Les Freres Corbusier is a New York based theatre company, founded in 2003 by three then-recent Yale graduates Alex Timbers, Aaron Lemon-Strauss, and Jennifer Rogien. It is led by Artistic Director Timbers. Its most recent production was "Love's Labour's Lost" in 2013 and had several new shows in active development as of 2014. Here's Hoover! premiered at Abrons Arts Center in December 2014.

==Productions==
Les Freres Corbusier is responsible for the Broadway production of Bloody Bloody Andrew Jackson. Other works include Love's Labour's Lost at Shakespeare in the Park 2013, Heddatron, Hell House, Boozy, Dance Dance Revolution, President Harding is a Rock Star, The Franklin Thesis, and A Very Merry Unauthorized Children's Scientology Pageant.

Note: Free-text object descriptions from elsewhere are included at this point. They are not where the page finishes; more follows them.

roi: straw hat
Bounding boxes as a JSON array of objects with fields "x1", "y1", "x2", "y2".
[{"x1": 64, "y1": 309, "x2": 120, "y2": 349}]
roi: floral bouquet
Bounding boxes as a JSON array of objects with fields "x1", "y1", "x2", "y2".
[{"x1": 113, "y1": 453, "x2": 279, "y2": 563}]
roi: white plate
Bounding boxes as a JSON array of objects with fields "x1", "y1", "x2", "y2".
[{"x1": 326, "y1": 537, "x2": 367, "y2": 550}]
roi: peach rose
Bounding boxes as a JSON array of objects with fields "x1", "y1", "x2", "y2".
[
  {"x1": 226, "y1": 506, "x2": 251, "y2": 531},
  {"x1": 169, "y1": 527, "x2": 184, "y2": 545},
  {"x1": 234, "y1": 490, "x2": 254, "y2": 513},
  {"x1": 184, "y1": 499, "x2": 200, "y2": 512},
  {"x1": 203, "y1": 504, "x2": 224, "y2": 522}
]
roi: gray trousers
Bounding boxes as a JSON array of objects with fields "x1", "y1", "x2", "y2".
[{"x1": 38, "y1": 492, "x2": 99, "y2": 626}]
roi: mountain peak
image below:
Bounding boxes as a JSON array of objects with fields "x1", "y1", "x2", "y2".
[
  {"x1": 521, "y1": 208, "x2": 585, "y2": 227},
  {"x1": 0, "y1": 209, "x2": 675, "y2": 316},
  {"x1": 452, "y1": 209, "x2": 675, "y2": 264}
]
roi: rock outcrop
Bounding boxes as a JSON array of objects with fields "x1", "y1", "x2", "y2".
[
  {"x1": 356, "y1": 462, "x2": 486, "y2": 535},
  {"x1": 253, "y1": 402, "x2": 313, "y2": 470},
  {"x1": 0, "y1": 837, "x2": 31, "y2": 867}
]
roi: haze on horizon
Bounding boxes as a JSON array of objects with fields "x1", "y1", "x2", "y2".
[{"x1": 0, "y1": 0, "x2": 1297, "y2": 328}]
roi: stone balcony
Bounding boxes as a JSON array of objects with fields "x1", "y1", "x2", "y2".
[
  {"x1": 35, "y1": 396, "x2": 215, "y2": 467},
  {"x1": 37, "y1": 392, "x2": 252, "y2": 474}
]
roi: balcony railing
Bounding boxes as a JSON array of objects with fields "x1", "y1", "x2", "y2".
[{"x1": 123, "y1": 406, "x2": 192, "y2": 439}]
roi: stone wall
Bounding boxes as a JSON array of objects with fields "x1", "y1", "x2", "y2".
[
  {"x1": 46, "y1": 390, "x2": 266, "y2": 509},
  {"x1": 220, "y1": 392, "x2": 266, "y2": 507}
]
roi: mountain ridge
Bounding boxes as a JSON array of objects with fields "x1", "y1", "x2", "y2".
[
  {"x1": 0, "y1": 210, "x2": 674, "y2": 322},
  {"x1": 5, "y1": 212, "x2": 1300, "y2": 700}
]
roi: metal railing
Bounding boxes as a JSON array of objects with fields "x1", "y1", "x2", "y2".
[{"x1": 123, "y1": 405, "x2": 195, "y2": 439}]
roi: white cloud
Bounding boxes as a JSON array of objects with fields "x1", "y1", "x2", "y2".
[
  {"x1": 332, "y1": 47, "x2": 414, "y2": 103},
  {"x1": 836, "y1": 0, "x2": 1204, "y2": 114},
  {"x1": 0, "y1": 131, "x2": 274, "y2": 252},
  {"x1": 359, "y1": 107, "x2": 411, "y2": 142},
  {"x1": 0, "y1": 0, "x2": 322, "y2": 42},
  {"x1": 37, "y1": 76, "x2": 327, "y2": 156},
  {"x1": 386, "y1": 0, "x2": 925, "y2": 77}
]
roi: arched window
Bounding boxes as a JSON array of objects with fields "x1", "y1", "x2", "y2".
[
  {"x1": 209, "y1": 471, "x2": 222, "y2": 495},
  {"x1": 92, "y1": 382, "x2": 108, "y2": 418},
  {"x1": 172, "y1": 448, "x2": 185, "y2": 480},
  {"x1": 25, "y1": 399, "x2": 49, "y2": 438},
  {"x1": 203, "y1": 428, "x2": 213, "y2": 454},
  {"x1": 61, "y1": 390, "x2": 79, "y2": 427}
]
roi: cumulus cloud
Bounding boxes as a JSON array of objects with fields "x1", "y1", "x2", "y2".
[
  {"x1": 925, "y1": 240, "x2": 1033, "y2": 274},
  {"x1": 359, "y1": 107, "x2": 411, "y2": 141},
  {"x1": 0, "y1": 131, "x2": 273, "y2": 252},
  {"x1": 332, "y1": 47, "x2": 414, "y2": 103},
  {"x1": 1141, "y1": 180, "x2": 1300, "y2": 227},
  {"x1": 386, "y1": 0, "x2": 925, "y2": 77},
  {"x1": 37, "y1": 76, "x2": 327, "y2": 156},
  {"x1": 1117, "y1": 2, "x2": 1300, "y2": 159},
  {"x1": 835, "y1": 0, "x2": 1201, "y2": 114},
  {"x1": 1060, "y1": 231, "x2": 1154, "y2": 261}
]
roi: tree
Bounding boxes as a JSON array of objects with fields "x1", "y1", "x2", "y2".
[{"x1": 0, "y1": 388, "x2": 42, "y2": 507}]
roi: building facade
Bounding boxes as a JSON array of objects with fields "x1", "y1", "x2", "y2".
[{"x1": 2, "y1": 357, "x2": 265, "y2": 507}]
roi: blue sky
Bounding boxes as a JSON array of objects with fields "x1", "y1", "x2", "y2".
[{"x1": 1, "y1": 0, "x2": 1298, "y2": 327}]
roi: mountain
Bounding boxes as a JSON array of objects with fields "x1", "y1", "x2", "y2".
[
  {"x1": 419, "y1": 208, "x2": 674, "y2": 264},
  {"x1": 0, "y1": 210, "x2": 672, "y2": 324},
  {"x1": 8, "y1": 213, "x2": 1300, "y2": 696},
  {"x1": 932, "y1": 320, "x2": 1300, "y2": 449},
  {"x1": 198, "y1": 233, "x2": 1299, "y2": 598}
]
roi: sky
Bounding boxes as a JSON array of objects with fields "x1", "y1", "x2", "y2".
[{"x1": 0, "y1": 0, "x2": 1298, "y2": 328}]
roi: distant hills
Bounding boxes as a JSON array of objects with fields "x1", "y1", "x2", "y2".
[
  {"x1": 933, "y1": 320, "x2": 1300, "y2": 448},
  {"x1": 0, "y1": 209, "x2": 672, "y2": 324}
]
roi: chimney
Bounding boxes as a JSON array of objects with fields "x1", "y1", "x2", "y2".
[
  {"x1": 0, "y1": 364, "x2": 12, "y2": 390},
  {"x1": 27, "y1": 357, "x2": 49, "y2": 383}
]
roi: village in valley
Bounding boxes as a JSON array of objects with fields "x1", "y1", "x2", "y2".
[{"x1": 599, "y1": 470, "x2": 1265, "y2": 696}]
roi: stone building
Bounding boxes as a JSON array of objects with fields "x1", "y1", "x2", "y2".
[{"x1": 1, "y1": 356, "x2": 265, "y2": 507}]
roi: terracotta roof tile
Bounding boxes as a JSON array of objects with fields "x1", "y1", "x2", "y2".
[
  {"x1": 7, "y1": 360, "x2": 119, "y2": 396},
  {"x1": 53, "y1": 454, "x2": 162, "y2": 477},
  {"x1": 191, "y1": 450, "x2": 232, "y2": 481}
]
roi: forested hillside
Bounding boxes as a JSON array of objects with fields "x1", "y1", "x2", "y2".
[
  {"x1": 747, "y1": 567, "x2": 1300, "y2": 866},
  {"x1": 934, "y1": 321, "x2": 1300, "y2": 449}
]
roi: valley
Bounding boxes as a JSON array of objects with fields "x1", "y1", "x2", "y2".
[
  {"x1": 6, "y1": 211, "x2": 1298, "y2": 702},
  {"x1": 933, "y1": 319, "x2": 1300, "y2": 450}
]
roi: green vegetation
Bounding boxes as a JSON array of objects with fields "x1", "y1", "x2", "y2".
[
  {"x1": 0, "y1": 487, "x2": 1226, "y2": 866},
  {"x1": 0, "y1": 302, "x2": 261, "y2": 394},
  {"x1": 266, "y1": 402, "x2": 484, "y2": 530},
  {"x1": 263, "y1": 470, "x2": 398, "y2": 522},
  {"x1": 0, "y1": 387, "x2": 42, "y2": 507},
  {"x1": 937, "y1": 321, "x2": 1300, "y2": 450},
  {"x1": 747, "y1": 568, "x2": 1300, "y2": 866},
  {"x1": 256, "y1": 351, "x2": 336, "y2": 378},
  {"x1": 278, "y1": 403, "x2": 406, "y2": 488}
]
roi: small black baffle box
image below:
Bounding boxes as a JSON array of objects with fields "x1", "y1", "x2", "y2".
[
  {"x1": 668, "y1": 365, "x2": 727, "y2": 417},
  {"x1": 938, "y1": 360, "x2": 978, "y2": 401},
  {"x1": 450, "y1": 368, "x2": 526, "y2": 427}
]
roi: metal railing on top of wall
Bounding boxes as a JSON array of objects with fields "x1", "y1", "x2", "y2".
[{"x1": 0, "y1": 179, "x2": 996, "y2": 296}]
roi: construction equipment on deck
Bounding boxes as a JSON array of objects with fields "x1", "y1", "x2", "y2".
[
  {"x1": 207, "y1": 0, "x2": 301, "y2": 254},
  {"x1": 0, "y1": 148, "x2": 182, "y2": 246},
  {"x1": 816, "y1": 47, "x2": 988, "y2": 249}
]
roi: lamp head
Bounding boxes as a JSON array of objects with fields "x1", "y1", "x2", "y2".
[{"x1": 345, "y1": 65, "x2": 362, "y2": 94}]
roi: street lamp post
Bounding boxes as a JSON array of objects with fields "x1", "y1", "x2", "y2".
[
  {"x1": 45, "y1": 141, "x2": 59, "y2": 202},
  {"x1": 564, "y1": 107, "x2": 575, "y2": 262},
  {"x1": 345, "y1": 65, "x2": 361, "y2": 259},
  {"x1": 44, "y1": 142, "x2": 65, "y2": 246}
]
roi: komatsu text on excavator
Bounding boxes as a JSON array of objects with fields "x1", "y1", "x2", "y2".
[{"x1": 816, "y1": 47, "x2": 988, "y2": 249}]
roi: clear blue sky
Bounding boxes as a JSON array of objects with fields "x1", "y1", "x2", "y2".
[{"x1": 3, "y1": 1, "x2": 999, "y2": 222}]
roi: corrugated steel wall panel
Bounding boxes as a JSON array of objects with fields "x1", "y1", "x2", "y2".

Les Freres is devoted to creating irreverent work that re-envisions well-known historical figures in new idioms and contexts, which allow for their fresh reappraisal and suggest contemporary relevancies. The company makes aggressively visceral theater that combines historical revisionism, sophomoric humor, and rigorous academic research. Les Freres is committed to the notion of a Populist Theater that draws on prevailing pop cultural tastes and comedic sensibilities to speak directly to a mainstream audience. Timbers stated "The idea of mixing comedy and politics has been around as long as mankind has been doing theater." Referring to Bloody Bloody Andrew Jackson, he noted that "It’s political theater, but one that happens to have this giddy, pop-rock soundtrack."

With Heddatron, "Les Freres Corbusier claims to be forging on in its 'irreverent massacre of historical icons and academic esoterica by taking on famed playwright Henrik Ibsen, the well-made play, and contemporary issues in robotics.'"

== Awards and honors ==

- Love's Labour's Lost was named one of the best shows of 2013 in The New York Times by Charles Isherwood.
- Bloody Bloody Andrew Jackson was nominated for two 2011 Tony Awards: Best Book of a Musical and Best Scenic Design. It won an LA Critics Award for "Best Score" for composer Michael Friedman, as well as a Drama Desk Award for "Best Book of a Musical" for writer Alex Timbers. The musical won the Lucille Lortel Award and Outer Critics Circle Award for "Best Musical" and the Broadway.com Audience Award for "Favorite Off-Broadway Musical".
- Hell House was nominated for a 2007 Drama Desk Award for "Unique Theatrical Experience".
- Heddatron won the 2006 George Oppenheimer Award from Newsday.
- Boozy was named "Ten Best of 2005" by both the New York Daily News and Time Out New York. Its video design, by Jacob Pinholster, was nominated for a 2005 American Theatre Wing Hewes Design Award. The script was published, with a foreword by playwright Timbers, by Theater Magazine.
- A Very Merry Unauthorized Children's Scientology Pageant was the winner of two 2005 Backstage West GARLAND Awards for its LA Production including "Best Production" and "Best Director". Its New York production won an Obie Award. The cast recording was released on Sh-K-Boom Records.
- The Franklin Thesis was named "Best of New York 2004" by The Village Voice and was the winner of "Best in Festival" at the 2002 American Living Room Festival.